Back to the future with a piece of paper or three
It’s not as if we’re not wired. We have email systems, internet and intranet, shared documents, virtual learning environments and enough acronyms to make an enormous plate of alphabet spaghetti; OCR, CMR, WCMs and even a DAM for when you get totally confused.
The bad news is that we like working with paper. Research shows that, when email is introduced into an office, paper consumption leaps up by around 40 per cent. We’re addicted to paper, it seems, and the more we move towards an electronic environment, the more paper we’re using up.
There is an obvious reason for this. You see, a computer is just not cuddly. You’re denied the satisfaction of ripping out a page, screwing it into a little ball and tossing it into the wastepaper basket (or not).
Pressing “delete” doesn’t really satisfy a drama queen.
Clicking open an email icon isn’t the same as ripping open a paper envelope. Cross-referencing isn’t so easy on the computer and the page that got away is always the one that you really, really want. And worst of all, you can’t make a paper aeroplane out of a computer.
That’s the nub, really. Paper is so versatile. I bet if I set you a task to think up 100 uses for a sheet of A4, you’d be scribbling away merrily - on a sheet of A4. You can use paper to fan yourself when you’re hot, make a newspaper into a jaunty hat, or roll it up and whack the dog with it when he chases the rabbit.
Computers don’t smell nice the way a new book or magazine does.
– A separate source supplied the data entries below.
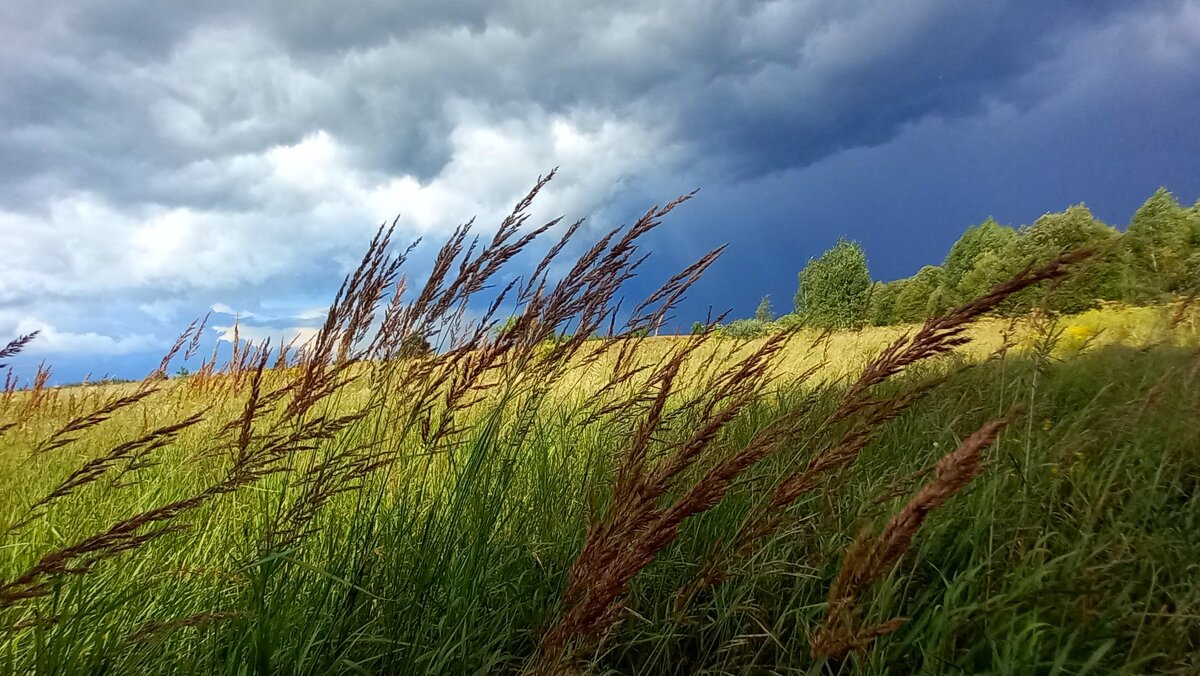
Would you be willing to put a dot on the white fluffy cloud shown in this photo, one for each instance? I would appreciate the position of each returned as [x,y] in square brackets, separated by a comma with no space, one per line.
[163,159]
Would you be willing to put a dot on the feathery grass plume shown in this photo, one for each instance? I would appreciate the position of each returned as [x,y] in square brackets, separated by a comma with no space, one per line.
[154,629]
[863,416]
[70,431]
[132,454]
[255,458]
[15,346]
[869,558]
[641,520]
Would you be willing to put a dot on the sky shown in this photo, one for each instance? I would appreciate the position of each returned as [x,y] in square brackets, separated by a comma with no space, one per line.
[163,160]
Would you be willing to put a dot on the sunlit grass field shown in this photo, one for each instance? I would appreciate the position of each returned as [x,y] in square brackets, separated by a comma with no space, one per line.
[975,495]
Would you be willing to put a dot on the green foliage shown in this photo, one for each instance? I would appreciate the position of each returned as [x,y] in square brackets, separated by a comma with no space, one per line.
[834,289]
[965,255]
[881,310]
[1161,238]
[1102,277]
[919,297]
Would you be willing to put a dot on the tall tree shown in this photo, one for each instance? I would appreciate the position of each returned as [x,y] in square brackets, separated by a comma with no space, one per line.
[975,243]
[834,289]
[921,295]
[1159,240]
[1101,277]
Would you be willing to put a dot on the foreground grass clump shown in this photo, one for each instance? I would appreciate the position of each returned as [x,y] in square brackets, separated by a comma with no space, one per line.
[879,502]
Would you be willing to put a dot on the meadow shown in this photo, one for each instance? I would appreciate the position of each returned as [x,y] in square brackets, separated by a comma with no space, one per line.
[415,492]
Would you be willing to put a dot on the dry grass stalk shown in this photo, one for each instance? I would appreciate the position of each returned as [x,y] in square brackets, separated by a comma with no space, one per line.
[865,414]
[15,346]
[869,558]
[154,629]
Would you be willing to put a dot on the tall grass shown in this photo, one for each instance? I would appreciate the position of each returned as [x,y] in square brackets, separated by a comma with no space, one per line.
[537,501]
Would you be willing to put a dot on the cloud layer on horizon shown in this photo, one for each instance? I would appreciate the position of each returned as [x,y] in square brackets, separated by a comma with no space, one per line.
[159,160]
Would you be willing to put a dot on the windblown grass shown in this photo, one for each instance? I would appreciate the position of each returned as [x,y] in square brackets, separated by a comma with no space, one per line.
[969,495]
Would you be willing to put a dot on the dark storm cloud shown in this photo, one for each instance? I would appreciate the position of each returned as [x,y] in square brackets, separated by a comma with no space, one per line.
[750,87]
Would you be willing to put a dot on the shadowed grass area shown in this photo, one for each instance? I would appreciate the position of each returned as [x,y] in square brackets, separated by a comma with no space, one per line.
[970,495]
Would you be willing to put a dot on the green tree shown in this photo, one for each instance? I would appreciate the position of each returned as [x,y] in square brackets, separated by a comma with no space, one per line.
[977,241]
[1159,241]
[1101,277]
[765,312]
[834,289]
[921,295]
[990,269]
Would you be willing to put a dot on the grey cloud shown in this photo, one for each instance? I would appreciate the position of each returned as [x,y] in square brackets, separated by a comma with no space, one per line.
[137,90]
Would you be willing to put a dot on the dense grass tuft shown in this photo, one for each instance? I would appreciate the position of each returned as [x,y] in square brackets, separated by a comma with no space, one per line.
[969,495]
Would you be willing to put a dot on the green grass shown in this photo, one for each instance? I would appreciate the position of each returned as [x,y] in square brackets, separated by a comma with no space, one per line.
[1077,550]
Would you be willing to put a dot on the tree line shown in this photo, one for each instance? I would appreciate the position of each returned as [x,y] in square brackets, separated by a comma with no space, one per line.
[1157,257]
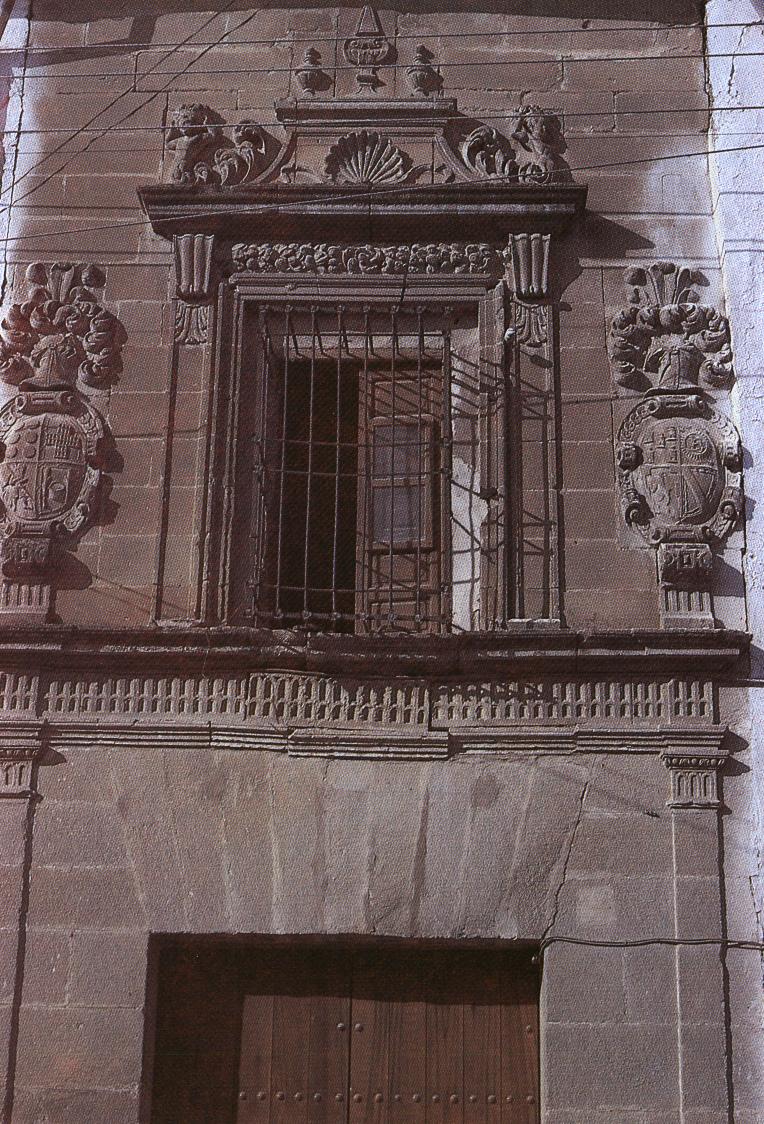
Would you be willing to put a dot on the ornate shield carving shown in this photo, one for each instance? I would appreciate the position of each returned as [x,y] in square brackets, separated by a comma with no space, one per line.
[680,470]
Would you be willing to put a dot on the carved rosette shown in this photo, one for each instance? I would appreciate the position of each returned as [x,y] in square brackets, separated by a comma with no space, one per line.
[681,487]
[667,340]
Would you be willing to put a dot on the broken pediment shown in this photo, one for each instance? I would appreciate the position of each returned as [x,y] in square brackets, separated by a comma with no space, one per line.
[391,156]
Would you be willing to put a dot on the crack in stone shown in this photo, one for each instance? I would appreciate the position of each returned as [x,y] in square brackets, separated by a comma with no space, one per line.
[555,907]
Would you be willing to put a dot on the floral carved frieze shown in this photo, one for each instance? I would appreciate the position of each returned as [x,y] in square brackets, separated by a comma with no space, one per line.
[378,153]
[54,345]
[324,259]
[666,338]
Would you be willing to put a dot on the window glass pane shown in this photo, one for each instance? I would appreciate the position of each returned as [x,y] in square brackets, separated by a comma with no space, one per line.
[397,449]
[397,522]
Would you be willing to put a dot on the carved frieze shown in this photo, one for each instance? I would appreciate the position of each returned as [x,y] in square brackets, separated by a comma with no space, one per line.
[665,338]
[679,468]
[430,259]
[694,776]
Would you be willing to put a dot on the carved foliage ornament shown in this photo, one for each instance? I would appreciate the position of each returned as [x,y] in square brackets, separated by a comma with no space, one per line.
[666,338]
[324,259]
[62,300]
[205,155]
[679,470]
[51,449]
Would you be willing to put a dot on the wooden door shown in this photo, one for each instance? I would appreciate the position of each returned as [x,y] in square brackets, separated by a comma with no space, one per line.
[343,1035]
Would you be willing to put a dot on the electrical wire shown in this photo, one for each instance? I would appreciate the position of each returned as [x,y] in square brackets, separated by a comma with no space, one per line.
[371,196]
[474,64]
[397,36]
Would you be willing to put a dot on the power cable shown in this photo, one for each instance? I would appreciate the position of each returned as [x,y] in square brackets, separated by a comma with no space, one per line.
[475,64]
[371,196]
[115,101]
[709,110]
[394,37]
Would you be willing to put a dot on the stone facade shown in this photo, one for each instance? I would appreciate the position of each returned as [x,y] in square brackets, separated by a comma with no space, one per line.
[564,761]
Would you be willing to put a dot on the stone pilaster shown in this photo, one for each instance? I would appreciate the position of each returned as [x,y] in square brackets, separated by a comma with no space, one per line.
[701,1005]
[19,749]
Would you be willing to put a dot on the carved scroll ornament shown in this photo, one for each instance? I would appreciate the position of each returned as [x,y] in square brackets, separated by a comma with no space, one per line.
[666,338]
[531,155]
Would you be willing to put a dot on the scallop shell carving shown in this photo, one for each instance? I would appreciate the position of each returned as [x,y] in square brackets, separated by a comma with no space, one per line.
[366,157]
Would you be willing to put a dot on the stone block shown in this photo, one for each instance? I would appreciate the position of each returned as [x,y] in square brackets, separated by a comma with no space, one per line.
[670,73]
[46,966]
[703,1070]
[80,1048]
[621,843]
[247,839]
[81,774]
[83,898]
[591,515]
[78,835]
[700,987]
[588,464]
[108,969]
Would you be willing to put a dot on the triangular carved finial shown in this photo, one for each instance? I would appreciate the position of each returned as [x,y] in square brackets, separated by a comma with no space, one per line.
[367,50]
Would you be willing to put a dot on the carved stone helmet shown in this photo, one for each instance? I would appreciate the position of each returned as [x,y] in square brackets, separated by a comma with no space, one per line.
[55,359]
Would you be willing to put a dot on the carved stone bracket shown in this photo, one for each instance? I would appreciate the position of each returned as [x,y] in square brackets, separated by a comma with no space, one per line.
[665,338]
[19,752]
[529,257]
[193,280]
[679,459]
[52,438]
[694,773]
[367,50]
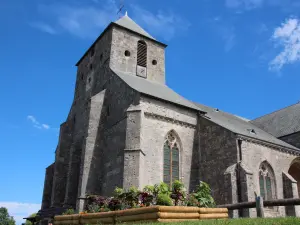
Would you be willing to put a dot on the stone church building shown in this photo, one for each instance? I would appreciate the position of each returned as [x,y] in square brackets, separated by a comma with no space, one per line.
[126,127]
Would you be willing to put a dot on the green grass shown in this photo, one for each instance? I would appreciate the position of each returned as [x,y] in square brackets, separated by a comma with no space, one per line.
[248,221]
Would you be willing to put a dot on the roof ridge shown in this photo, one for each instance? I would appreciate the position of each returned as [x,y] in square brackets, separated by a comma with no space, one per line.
[275,111]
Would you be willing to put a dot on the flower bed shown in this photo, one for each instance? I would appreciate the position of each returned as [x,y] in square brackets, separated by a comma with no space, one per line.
[156,203]
[146,214]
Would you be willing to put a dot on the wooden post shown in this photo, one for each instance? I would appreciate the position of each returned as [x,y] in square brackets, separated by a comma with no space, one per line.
[260,207]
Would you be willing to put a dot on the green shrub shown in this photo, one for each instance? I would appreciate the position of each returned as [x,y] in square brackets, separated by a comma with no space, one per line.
[164,199]
[178,192]
[202,196]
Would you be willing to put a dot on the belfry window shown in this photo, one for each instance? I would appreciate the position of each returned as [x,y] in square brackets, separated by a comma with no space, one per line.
[142,54]
[171,158]
[267,182]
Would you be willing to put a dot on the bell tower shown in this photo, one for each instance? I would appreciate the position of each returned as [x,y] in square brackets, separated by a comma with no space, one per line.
[135,52]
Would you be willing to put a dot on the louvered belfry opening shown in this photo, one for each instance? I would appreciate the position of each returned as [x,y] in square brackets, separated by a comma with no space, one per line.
[171,159]
[142,54]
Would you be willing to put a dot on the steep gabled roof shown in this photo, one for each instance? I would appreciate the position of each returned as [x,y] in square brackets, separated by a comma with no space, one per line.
[155,90]
[282,122]
[128,23]
[241,126]
[231,122]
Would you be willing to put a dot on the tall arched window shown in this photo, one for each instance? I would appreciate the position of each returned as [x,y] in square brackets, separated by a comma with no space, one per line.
[171,158]
[142,54]
[267,182]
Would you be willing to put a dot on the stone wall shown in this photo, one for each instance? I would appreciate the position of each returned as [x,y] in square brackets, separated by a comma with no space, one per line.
[61,165]
[158,119]
[123,40]
[218,153]
[293,139]
[253,154]
[46,202]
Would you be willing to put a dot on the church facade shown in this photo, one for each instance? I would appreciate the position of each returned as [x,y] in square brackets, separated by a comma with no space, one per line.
[127,128]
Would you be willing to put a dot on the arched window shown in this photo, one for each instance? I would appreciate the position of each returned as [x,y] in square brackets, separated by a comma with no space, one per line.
[142,54]
[267,182]
[171,158]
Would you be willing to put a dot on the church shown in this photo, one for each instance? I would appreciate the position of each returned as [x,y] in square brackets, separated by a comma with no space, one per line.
[126,128]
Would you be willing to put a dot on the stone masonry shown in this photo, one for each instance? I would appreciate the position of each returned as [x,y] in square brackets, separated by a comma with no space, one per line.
[118,123]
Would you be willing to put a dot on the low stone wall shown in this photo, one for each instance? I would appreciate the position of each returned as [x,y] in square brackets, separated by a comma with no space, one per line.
[146,214]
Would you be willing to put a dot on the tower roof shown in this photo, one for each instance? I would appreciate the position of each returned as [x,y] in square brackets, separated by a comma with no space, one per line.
[129,24]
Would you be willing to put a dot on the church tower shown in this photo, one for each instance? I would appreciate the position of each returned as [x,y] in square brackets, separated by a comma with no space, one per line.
[101,103]
[135,51]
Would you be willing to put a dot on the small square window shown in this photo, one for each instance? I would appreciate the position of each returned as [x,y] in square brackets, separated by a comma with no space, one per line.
[92,51]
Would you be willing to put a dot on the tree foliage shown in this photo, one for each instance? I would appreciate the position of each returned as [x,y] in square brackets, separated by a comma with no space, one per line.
[5,218]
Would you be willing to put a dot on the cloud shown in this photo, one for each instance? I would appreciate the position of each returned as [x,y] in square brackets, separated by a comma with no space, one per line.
[245,4]
[37,124]
[229,37]
[43,27]
[286,36]
[84,21]
[226,31]
[163,24]
[20,210]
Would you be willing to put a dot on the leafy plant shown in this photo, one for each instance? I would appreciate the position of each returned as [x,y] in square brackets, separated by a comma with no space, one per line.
[93,208]
[178,192]
[203,195]
[132,197]
[69,212]
[27,221]
[164,199]
[115,204]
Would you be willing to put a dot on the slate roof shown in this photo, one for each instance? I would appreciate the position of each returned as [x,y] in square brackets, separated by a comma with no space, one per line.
[155,90]
[241,126]
[128,23]
[231,122]
[282,122]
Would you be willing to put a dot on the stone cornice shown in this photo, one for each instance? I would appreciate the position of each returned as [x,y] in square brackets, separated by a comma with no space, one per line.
[134,150]
[169,120]
[268,144]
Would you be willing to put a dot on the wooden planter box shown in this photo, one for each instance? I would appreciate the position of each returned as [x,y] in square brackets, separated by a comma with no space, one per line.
[146,214]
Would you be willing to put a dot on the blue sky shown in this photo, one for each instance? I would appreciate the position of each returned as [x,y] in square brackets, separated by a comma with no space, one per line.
[241,56]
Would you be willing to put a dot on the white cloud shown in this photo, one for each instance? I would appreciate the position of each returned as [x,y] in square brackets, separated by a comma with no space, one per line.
[37,124]
[162,24]
[20,210]
[45,126]
[88,20]
[229,37]
[245,4]
[84,21]
[286,36]
[43,27]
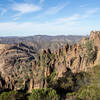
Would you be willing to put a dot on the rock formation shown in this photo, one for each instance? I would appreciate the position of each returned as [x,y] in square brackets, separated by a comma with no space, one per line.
[22,67]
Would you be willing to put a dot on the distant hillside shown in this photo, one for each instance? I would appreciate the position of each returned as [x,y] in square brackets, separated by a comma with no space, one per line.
[43,41]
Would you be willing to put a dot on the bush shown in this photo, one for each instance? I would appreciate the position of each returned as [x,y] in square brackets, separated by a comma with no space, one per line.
[43,94]
[12,95]
[90,50]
Then again, they don’t smell bad either. The reason I never studied history or geography at degree level was probably because in primary school, the class set of books smelled rotten - greasy paperbacks that were a definite turn-off. If we’d been using computers, now, I probably would be able to remember the date of Trafalgar or the capital of Paraguay, no bother.
Bill Gates is still confident that paperless heaven is just round the corner. He maintains the revolution will be spearheaded by students who will have been educated in an environment using electronic tablets and who will want to continue to read books, magazines and communicate electronically.
I wish he would talk to my students. This week, two of my learners asked me to go over the tasks they still had to complete. They have paper task sheets, as well as nifty record sheets which give a complete picture of their progress - or lack of it - at a glance. Despite this, it was vital that I go over it all with them, so that they could sit down with notebooks and write it all out again in chaotic longhand.
So paper hell. Nor am I out of it. The paperless office remains a myth.
Take away our paper and we’ll find something else to write on.
Witness the T-shirt of a learner shuffling along the top corridor. It looked like the morning after the class night out. He was dishevelled, unshaven, his T-shirt was crumpled and stained, but you could still read the slogan printed on the front: “Do you believe in love at first sight?”
Now that just wouldn’t have had the same poignancy on a computer screen.
Dr Carol Gow lectures at Dundee College.